Haugen ha detto che il DSA dovrebbe essere ampliato per includere i contenuti online che violano i termini e le condizioni di una piattaforma, e dovrebbe costringere le piattaforme ad assumersi la responsabilità per i rischi oltre la diffusione di contenuti illegali come la manipolazione elettorale e la disinformazione sui danni della salute mentale.

Haugen ha detto che i contenuti dei media non dovrebbero essere esclusi dalle regole perché le campagne di disinformazione potrebbero ancora giocare il sistema sfruttando le piattaforme digitali utilizzate dagli editori.

In un post sul blog prima dell’udienza dell’UE, Facebook ha respinto le affermazioni di Haugen che dà la priorità ai profitti rispetto alla sicurezza degli utenti.
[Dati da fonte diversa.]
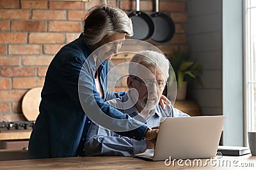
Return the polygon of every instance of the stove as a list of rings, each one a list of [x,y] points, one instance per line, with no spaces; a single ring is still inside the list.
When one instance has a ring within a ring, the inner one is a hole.
[[[14,121],[0,122],[0,132],[11,132],[13,131],[31,131],[35,125],[35,121]]]
[[[0,122],[0,149],[28,149],[35,121]]]

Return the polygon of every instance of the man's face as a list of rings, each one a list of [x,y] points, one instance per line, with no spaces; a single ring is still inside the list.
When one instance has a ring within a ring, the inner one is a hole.
[[[136,76],[130,76],[127,80],[129,89],[134,88],[138,92],[136,106],[140,112],[143,109],[152,110],[159,102],[166,79],[157,66],[147,67],[147,71],[138,69],[137,73]]]

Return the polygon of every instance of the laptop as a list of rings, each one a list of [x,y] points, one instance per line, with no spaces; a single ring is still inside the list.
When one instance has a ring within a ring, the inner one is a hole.
[[[153,154],[136,157],[151,160],[215,157],[225,116],[162,118]]]

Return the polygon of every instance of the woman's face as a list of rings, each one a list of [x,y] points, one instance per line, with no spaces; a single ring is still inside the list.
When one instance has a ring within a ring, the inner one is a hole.
[[[98,47],[104,45],[97,53],[98,57],[104,60],[110,60],[112,55],[118,53],[125,39],[125,33],[123,32],[115,32],[104,38],[98,43]]]

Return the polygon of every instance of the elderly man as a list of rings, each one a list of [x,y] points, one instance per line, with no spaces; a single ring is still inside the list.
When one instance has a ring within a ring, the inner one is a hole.
[[[157,128],[162,117],[188,117],[171,104],[165,106],[164,110],[159,104],[169,76],[169,60],[161,53],[139,52],[129,62],[127,80],[129,90],[125,96],[108,103],[153,129]],[[154,143],[155,141],[136,141],[122,136],[93,124],[89,129],[84,154],[129,156],[154,148]]]

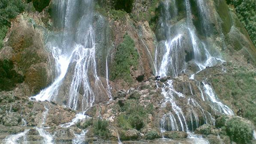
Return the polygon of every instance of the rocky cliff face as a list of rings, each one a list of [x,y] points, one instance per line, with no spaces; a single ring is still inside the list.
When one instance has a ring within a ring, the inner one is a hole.
[[[256,49],[225,1],[82,1],[12,21],[3,143],[255,142]]]

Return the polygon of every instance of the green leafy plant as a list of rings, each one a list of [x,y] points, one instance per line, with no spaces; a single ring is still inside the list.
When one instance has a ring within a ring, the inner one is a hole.
[[[153,106],[150,104],[145,107],[140,105],[138,100],[133,99],[128,100],[122,109],[125,112],[117,118],[119,127],[125,130],[140,130],[145,126],[148,114],[153,111]]]
[[[0,1],[0,49],[3,46],[3,39],[11,25],[11,19],[23,11],[25,8],[22,0]]]
[[[146,134],[146,139],[154,139],[159,137],[158,133],[155,131],[150,131]]]
[[[256,1],[255,0],[227,0],[235,7],[238,18],[256,45]]]
[[[127,34],[123,36],[123,41],[117,47],[114,63],[111,67],[111,79],[122,79],[131,82],[130,68],[137,68],[139,54],[135,47],[134,41]]]
[[[229,121],[226,127],[228,135],[238,143],[248,143],[252,139],[252,129],[249,124],[238,118],[234,118]]]
[[[107,121],[98,119],[94,121],[93,122],[93,132],[95,135],[108,139],[110,135],[109,131],[107,128],[108,122]]]

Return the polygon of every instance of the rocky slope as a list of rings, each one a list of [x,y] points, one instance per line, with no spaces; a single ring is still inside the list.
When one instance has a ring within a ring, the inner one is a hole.
[[[183,28],[183,1],[177,3],[179,14],[173,29]],[[98,92],[94,102],[85,112],[88,116],[81,118],[81,109],[75,111],[65,105],[71,71],[59,90],[60,98],[51,102],[29,99],[57,76],[54,58],[46,43],[53,38],[52,32],[62,30],[57,26],[61,23],[52,22],[57,18],[53,14],[56,1],[44,8],[44,4],[38,4],[40,1],[32,1],[35,9],[42,12],[27,12],[12,20],[0,49],[0,142],[12,139],[21,143],[79,143],[76,142],[81,139],[85,143],[118,143],[119,139],[123,143],[255,143],[256,49],[235,10],[225,1],[207,2],[212,12],[207,24],[214,30],[206,35],[196,1],[189,1],[200,37],[218,49],[225,61],[196,73],[194,79],[191,74],[198,68],[190,60],[193,56],[188,44],[184,52],[187,71],[175,77],[153,76],[160,65],[155,62],[155,52],[159,57],[164,52],[156,49],[164,47],[166,39],[161,23],[164,1],[94,2],[95,59],[102,86],[99,90],[93,88]],[[122,61],[125,62],[118,62]],[[111,101],[105,80],[106,63]],[[211,101],[211,89],[219,99],[217,102]],[[172,96],[171,100],[165,93]],[[219,102],[224,108],[215,109]],[[234,116],[222,115],[223,111],[228,112],[227,107]],[[79,119],[72,123],[76,118]],[[172,123],[175,119],[180,121]],[[15,134],[26,136],[19,139]],[[197,134],[202,138],[191,138]]]

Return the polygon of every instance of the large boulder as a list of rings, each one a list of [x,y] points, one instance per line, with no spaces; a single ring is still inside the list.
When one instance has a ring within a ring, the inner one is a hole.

“Contrariamente alle recenti affermazioni sulla nostra azienda, abbiamo sempre avuto l’incentivo commerciale per rimuovere i contenuti dannosi dalla nostra piattaforma”, ha scritto Monika Bickert, vice presidente della politica dei contenuti, nel blog.

Ha detto che Facebook avrebbe speso più di 5 miliardi di dollari (circa Rs. 37.020 crore) quest’anno per la sicurezza.

Il capo dell’industria UE Thierry Breton, che ha incontrato Haugen all’inizio di lunedì, ha criticato l’aumento delle pressioni da parte delle aziende tecnologiche sulla bozza delle regole e ha esortato i legislatori che combattono sulla portata del DSA a intensificare le loro delibere.

“La velocità è tutto. Abbiamo bisogno del pacchetto DSA/DMA adottato nella prima metà del 2022”, ha detto dopo la riunione.

Il DMA, o Digital Markets Act, è l’altra legislazione di riferimento prevista dall’UE, che stabilisce le cose da fare e da non fare per le aziende tecnologiche globali.